Whether data centers or targeted bombs, don’t let AI make our decisions | Opinion
In 1999, I was working at the National Imagery and Mapping Agency when American bombs struck the Chinese embassy in Belgrade. Three people died. Dozens were wounded. It wasn’t a failure of precision. The bombs hit exactly where they were aimed. It was a failure of intelligence. The targeting data was wrong. The database was outdated. And despite every institutional safeguard we had in place — lawyers, analysts, oversight, chain of command — we still killed people we never meant to kill.
I participated in the after-action investigation. I know what it looks like when good people, inside a system with real safeguards, still get it catastrophically wrong.
I’ve been thinking about Belgrade a lot lately.
On Feb. 28, American forces struck the Shajareh Tayyebeh primary school in Minab, Iran, killing at least 156 people, most of them schoolchildren between 7 and 12 years old. Once again, the bombs were precise. Once again, the intelligence was not. The building had been misclassified in a Defense Intelligence Agency database that hadn’t been updated to reflect its separation from an adjacent military compound.
But this time, something was profoundly different.
In 1999, building a target list required thousands of analysts working over days and weeks, with lawyers at every step reviewing compliance with the laws of war. In 2026, an artificial intelligence-assisted targeting system called Maven generated approximately 1,000 targets in the first 24 hours of Operation Epic Fury, with a staff of roughly 20 people.
The system didn’t fail. The oversight did. And that oversight had been deliberately dismantled.
U.S. Secretary of Defense Pete Hegseth had publicly declared there would be “no stupid rules of engagement.” The Pentagon’s top military lawyers had been fired months earlier. Their entire job was to ask the hard questions before bombs fall. The president had stated openly that international law didn’t apply to him.
What I learned from Belgrade is that the safeguards aren’t bureaucratic red tape. They are the difference between a mistake you can learn from and a war crime you can’t take back. They exist precisely because wars move fast, databases go stale and human beings make errors. Slow the targeting cycle down, and you catch things. Speed it up without accountability, and you get Minab.
Danger of deregulation for efficiency
AI is now embedded in life-and-death military decisions. It runs at machine speed. And the institutions built to provide oversight are being deliberately hollowed out. The administration that fired the Pentagon’s lawyers is the same one pushing to deregulate AI, all in the name of efficiency.
I spent decades believing that American power, exercised with discipline and accountability, could be a force for good in the world. I still believe that. But power without accountability isn’t strength. It’s recklessness. And recklessness at machine speed kills children in schools.
My faith teaches that we are accountable for what we do with power entrusted to us, and for what we allow to be done in our name.

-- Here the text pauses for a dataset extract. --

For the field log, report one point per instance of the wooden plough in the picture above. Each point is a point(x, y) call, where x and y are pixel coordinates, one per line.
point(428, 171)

So here’s what I’m asking:
Call your representatives. Demand hearings on AI use in military targeting. Demand they restore the legal oversight that was gutted. Congress has constitutional authority over war powers. It’s time they used it.
Ask hard questions about AI in your own community. The energy demands driving military AI are the same demands bringing hyperscale data centers into cities around the U.S., often without public input or accountability.
Vote for people who take oversight seriously. Ask every candidate where they stand on AI accountability, war powers and congressional oversight. These aren’t abstract questions anymore.
Those children deserved the protection our safeguards exist to provide. So do the men and women still serving. So do we.
We cannot move at machine speed toward a future we haven’t thought through. I’ve seen what happens when we do.
Patricia Setari is a U.S. Army veteran who spent 30 years as a national security professional at the Department of Defense and participated in the after-action investigation following the 1999 Belgrade embassy bombing. She lives in suburban Kansas City.